Alain Gründ, 83 ans, et dont j’ignorais jusqu’à hier l’existence, nous a donc quittés un 14 juillet, comme Léo Ferré, ou comme Raymond Roussel. Fin d’une (probable) passionnante, mais silencieuse, saga familiale, faite de crises, de rebondissements, de coups littéraires… L’homme aura dirigé, des années durant, les éditions fondées en 1894 par son grand-père, Ernest Gründ, immigré allemand installé dans le sixième arrondissement, rive gauche. Fin stratège, le petit-fils aura sauvé l’entreprise, en ouvrant notamment au livre jeunesse. Rachetée par Editis (cf. article ci-dessous), la structure se maintenait, manifestement.
Parfois certains évènements insoupçonnés vous ramènent à l’enfance: disparition d’un concepteur de dessins animés que vous aimiez sans même connaître son visage, d’un chanteur qui vous avait bercé, d’un acteur que vous croyiez immortel car lié à vos premières années, d’un ami de famille qui vous faisait sauter sur ses genoux, d’un dessinateur dont vous aviez oublié l’existence, mais qui demeurait en un coin de votre mémoire, tel un album qu’on redécouvre à l’occasion d’un déménagement, et qu’on prend plaisir à relire. Mort très jeune, Lautréamont demeure un grand lecteur d’encyclopédies: en témoigne la bizarre érudition des Chants de Maldoror, ce goût pour les animaux. Semblablement, j’ai toujours adoré feuilleter les Larousse illustrés, et aussi les Gründ, qu’on trouvait alors chez Maxilivres à bon prix. Évoquons, entre autres, l’album consacré aux fossiles, ou aux minéraux, qu’on m’avait offerts pour un anniversaire. Évoquons également Où est Charlie?, ce globe-trotter à lunettes, hippie aux cheveux courts, éternel étudiant en marinière, perdu au milieu de la foule, et que nous retrouvions, avec les copains, vers midi et deux, au CDI du collège, entre deux lectures du Guinness des Records, et autres revues érotiques soigneusement cachées, par crainte de se faire coincer par la documentaliste quinquagénaire, qui poussait de discrets et sages soupirs, non dupe de notre manège… Ce même Charlie, qui aura assuré de confortables revenus à Gründ, sa continuité… (quelle plus grande récompense, au passage, que de publier un ouvrage faisant à ce point date, connu de tous? Passé dans l’imaginaire collectif? Même si Charlie est d’origine anglaise, ce qui casse un peu le mythe).
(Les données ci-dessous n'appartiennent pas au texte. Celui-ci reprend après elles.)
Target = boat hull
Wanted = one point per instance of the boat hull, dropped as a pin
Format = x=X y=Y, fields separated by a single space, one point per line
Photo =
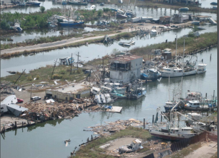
x=166 y=75
x=193 y=72
x=70 y=24
x=76 y=3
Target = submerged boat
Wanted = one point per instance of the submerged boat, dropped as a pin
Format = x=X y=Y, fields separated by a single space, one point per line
x=127 y=44
x=173 y=133
x=171 y=72
x=201 y=68
x=196 y=106
x=183 y=9
x=150 y=74
x=138 y=93
x=153 y=32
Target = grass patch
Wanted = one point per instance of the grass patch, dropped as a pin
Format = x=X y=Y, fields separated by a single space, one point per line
x=92 y=149
x=191 y=44
x=44 y=74
x=185 y=151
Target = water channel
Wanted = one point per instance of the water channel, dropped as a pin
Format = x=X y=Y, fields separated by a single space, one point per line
x=98 y=50
x=46 y=140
L’auteur et traducteur Denis Montebello estime qu’écrire, c’est d’abord réécrire son nom. Quid de l’éditeur? Car « Grund » signifie « sol », « terrain », ou « racine » dans la langue de Goethe. Sans le tréma, me direz-vous, j’en conviens. Toutefois, comment ne pas établir une analogie entre le patronyme, et l’objet même des éditions? Car Gründ publiait beaucoup de vulgarisation, et donc nous ramenait à la base. Au Grund, donc.
Ainsi merveilles et plaisirs s’en vont, sans bruit (Maurice Pialat).